0

I have two folders with a different set of pdfs. I know that the PDF with a specific name from the first folder needs to be combined with a PDF with a specific name from the second folder. For example, "PID-01.pdf" from the first folder needs to be combined with "FNN-PID-01.pdf" from the second folder, "PID-02.pdf" from the first folder needs to be combined with "FNN-PID-02.pdf" from the second folder, I have two folders with so on and so forth. I am using a python module PyPDF2. Could anyone give an example using PyPDF2

exd-as
  • 23
  • 1
  • 7

2 Answers2

0

Did you mean "merged" as by saying "combined"?

if so,

lets say folder1 contains "PID-01.pdf" and folder2 contains "FNN-PID-01.pdf".

import os
from PyPDF2 import PdfFileMerger, PdfFileReader
folder1 = "/your/path/to/folder1/"
folder2 = "/your/path/to/folder2/"
merged_folder = "/your/path/to/merged/folder/"

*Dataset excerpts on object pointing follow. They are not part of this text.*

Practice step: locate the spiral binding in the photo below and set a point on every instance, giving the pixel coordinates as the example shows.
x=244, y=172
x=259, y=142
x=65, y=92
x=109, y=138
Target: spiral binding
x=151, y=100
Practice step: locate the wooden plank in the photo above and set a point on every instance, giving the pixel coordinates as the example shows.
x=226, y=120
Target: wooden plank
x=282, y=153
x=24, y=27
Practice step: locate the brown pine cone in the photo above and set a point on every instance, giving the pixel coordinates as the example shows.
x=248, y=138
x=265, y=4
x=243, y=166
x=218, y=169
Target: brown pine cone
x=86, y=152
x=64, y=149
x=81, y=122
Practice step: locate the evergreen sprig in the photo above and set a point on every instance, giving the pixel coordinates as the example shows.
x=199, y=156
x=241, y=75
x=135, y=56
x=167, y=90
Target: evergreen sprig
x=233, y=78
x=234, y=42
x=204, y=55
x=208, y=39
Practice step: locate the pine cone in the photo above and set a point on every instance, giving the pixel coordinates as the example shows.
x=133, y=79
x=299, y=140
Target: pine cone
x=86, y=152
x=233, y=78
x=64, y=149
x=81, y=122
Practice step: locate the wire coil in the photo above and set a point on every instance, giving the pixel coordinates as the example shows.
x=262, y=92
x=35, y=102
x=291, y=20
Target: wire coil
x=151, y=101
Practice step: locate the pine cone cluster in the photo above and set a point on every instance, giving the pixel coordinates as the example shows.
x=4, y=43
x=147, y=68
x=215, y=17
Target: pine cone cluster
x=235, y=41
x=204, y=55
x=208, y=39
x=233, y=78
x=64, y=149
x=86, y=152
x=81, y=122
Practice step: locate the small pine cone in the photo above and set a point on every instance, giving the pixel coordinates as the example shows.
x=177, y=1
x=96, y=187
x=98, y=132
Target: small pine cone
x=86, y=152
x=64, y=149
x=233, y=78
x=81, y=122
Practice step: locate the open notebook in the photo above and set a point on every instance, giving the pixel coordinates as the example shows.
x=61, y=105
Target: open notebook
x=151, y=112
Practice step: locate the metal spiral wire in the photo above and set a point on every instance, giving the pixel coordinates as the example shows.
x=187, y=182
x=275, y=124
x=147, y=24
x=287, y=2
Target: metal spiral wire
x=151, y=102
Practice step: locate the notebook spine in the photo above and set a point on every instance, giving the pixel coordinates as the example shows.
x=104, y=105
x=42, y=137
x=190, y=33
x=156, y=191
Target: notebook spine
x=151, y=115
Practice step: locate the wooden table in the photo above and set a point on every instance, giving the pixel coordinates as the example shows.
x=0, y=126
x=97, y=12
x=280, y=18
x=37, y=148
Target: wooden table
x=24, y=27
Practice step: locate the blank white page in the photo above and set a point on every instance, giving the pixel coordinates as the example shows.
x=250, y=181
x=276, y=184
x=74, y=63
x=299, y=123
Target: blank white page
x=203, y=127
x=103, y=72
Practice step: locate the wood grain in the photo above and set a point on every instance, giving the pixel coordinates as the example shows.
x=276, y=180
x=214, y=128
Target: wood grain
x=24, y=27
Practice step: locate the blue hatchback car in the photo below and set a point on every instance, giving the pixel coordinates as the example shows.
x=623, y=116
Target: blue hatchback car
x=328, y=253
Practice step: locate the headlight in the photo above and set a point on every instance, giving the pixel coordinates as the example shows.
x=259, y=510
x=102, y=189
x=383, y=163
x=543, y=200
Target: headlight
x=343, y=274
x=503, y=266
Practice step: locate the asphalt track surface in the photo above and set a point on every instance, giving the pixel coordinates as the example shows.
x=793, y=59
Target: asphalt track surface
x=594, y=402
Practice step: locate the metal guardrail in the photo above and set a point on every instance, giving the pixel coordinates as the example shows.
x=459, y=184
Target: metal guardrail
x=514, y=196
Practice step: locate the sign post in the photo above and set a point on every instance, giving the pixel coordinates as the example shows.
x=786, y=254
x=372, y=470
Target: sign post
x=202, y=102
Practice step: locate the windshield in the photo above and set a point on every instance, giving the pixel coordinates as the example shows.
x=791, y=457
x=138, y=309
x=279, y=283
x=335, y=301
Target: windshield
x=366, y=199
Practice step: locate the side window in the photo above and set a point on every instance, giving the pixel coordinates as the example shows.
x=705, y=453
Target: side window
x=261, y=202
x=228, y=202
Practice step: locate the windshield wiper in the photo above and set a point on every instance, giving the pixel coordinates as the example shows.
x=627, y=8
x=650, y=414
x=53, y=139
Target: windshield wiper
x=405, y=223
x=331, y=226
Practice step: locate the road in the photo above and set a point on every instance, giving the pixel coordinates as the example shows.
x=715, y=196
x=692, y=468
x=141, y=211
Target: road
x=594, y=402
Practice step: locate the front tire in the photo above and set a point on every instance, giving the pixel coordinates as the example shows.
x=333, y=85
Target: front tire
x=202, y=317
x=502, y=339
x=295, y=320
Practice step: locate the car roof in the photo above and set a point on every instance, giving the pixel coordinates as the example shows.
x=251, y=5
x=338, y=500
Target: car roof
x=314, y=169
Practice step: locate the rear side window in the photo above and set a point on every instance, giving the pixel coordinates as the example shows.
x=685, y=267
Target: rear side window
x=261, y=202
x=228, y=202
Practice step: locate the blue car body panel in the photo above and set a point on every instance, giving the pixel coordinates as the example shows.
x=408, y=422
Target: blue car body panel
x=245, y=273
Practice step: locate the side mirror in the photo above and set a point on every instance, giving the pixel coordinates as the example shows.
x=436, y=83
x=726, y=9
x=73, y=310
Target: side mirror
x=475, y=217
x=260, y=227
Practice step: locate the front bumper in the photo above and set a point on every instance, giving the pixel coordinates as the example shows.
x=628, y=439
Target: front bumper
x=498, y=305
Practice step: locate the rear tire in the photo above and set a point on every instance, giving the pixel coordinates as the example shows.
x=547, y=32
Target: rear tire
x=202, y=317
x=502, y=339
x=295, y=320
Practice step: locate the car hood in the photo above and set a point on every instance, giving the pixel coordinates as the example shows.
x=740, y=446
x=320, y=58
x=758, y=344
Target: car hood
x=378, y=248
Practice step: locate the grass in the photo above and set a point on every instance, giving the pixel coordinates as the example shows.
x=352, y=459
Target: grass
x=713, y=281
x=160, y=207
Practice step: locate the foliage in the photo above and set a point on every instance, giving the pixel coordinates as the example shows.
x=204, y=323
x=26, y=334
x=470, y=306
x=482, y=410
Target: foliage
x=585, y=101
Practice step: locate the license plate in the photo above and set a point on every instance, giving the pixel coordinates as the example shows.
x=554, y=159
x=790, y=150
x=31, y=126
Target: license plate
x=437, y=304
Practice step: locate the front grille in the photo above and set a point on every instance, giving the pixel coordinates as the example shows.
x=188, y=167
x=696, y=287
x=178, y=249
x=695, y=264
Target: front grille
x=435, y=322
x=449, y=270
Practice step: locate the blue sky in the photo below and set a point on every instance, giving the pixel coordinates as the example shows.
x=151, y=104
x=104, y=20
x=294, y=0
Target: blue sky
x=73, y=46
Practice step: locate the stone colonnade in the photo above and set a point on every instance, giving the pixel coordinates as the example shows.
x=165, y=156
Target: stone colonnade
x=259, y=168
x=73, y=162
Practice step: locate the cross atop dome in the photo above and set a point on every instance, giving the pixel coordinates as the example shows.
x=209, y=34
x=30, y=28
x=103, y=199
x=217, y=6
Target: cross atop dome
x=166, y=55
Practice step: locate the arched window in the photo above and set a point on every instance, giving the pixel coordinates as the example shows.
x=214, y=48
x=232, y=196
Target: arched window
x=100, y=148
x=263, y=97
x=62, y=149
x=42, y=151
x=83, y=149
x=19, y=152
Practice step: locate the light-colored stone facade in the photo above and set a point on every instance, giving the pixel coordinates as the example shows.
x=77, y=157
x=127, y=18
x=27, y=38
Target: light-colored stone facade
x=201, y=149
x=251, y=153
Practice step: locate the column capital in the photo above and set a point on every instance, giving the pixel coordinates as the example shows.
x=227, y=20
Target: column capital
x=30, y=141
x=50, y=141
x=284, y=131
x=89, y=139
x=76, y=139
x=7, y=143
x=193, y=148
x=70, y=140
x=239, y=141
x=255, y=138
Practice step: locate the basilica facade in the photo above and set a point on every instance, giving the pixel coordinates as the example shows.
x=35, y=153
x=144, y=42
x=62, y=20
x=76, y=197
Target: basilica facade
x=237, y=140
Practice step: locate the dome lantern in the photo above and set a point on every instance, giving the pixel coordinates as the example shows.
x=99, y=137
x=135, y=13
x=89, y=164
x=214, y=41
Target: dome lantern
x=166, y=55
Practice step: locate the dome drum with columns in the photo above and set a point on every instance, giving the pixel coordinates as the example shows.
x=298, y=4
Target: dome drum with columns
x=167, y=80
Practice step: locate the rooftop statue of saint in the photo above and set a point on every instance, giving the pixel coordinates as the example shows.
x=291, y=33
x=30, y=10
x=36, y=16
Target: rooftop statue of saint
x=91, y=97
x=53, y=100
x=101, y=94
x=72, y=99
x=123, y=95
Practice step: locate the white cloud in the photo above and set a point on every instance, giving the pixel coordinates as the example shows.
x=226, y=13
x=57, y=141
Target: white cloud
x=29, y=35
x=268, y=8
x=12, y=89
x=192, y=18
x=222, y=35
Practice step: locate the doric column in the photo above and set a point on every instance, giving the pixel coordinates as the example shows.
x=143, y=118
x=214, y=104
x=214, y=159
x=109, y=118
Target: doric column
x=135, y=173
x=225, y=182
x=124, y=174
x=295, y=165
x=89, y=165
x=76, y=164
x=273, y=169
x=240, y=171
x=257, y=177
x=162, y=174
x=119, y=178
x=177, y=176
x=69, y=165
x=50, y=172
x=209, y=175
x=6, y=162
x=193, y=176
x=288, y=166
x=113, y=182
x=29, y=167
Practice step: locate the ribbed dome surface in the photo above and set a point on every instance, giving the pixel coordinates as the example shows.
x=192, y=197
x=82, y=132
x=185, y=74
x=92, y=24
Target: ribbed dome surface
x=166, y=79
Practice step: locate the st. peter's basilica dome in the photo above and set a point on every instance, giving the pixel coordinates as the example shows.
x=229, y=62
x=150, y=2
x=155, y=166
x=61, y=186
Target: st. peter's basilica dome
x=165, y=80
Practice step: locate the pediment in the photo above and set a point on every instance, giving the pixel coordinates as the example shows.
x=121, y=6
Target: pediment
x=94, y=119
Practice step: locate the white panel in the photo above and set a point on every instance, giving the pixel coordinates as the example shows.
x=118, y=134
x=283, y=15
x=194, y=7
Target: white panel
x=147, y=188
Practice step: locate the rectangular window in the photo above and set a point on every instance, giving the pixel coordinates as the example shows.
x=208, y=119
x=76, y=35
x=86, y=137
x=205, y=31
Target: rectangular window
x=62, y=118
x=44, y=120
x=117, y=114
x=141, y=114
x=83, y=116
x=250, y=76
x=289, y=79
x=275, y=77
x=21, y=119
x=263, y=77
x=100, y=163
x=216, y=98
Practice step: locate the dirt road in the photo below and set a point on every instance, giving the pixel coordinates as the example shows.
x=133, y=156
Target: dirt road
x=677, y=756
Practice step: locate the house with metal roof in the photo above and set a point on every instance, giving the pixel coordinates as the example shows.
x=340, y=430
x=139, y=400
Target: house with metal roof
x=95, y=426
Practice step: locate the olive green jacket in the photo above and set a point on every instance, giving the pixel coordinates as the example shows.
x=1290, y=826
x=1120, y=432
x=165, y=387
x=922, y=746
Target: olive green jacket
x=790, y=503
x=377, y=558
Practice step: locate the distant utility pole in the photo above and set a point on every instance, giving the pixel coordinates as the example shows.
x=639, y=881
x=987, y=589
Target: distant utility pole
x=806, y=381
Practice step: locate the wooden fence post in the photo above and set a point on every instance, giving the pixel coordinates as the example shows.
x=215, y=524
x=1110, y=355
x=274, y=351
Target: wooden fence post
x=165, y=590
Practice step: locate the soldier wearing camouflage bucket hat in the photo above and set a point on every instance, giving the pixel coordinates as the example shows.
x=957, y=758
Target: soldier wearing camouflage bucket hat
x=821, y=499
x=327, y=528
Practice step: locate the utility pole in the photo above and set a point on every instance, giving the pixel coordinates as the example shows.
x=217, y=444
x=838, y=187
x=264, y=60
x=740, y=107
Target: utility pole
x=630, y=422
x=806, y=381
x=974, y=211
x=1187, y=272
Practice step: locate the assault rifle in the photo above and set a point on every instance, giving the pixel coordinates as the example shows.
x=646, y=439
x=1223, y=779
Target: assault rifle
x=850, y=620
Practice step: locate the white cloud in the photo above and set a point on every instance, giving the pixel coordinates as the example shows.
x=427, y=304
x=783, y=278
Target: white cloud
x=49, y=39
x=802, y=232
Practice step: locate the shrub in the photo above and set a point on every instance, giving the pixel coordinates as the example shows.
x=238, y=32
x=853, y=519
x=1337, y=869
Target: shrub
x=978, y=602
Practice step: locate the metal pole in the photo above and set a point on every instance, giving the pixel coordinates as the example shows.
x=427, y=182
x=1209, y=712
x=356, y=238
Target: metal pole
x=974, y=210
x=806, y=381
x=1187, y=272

f1_files = os.listdir(folder1) # ['PID-01.pdf','PID-02.pdf'...etc]
f2_files = os.listdir(folder2) # ['FNN-PID-01.pdf','FNN-PID-02.pdf'...etc]

def pdf_merger(f1,f2):
    merger = PdfFileMerger()
    f1_content = PdfFileReader(file(os.path.join(folder1,f1), 'rb'))
    f2_content = PdfFileReader(file(os.path.join(folder2,f2), 'rb'))
    merger.append(f1_content)
    merger.append(f2_content)
    out = os.path.join(merged_folder,f"merged-{f1}")
    merger.write(out)

#below code will iterate each file in folder1 and checks if those               
#folder2 filename string "FNN-PID-01.pdf" contains substring "PID-01.pdf"
#if matchs, the 2 matching files are merged and saved to merged_folder

for file1 in f1_files : 
    for file2 in f2_files: 
        if file1 in file2: 
            pdf_merger(file1,file2)

You can just iterate files and write your own matching pattern using regex for advanced usage.

RG_RG
  • 349
  • 5
  • 8
  • Thank you so much for helping me out. I made some changes in you code as follows: f1_content = PdfFileReader(open(os.path.join(folder1,f1),'rb')) f2_content = PdfFileReader(open(os.path.join(folder2,f2),'rb')) for file1 in f1_files: for file2 in f2_files: if str(f"FNN-{file1}") == file2: pdf_merger(file1,file2) – exd-as Aug 04 '21 at 17:28
  • you don't have to declare str(f"xyz") because f" itself is a string. – RG_RG Aug 06 '21 at 08:27
0

Here a pedagogical example:

from PyPDF4 import PdfFileReader, PdfFileWriter
#from PyPDF2 import PdfFileReader, PdfFileWriter


def concatenate(pdf_out, *pdfs):
    # initialize a write instance
    pdf_w = PdfFileWriter()

    for pdf in pdfs:
        pdf_r = PdfFileReader(open(pdf, 'rb')) # pass a binary descriptor to the pdf reader
        pdf_w.appendPagesFromReader(pdf_r)

    with open(pdf_out, 'w') as fd:
        pdf_w.write(fd)     # write binary stream of data to destination


pdf1 = 'dir1/PID-01.pdf'
pdf2 = 'dir2/PID-01.pdf'
pdf_out = '?/?.pdf' # choose where to save the merged file

concatenate(pdf_out, pdf1, pdf2)
import os
# under the assumption the both folder have the same amount files
dir_1 = #
dir_2 = #
dir_target = #
counter = 1
for pdf1, pdf2 in zip(os.listdir(dir1), os.listdir(dir2)):
    pdf_new_path = os.path.join(dir_target, 'PID-PNN-{}.pdf'.format(counter)) # or choose another filename pattern

    concatenate(pdf_new_path, pdf1, pdf2)
    counter += 1

Remark

PyPDF2 and PyPDF4 are almost(?) back compatible so just change the import

the function is order-sensitive! pdf1 come 1st then pdf2 in the final document

cards
  • 3,936
  • 1
  • 7
  • 25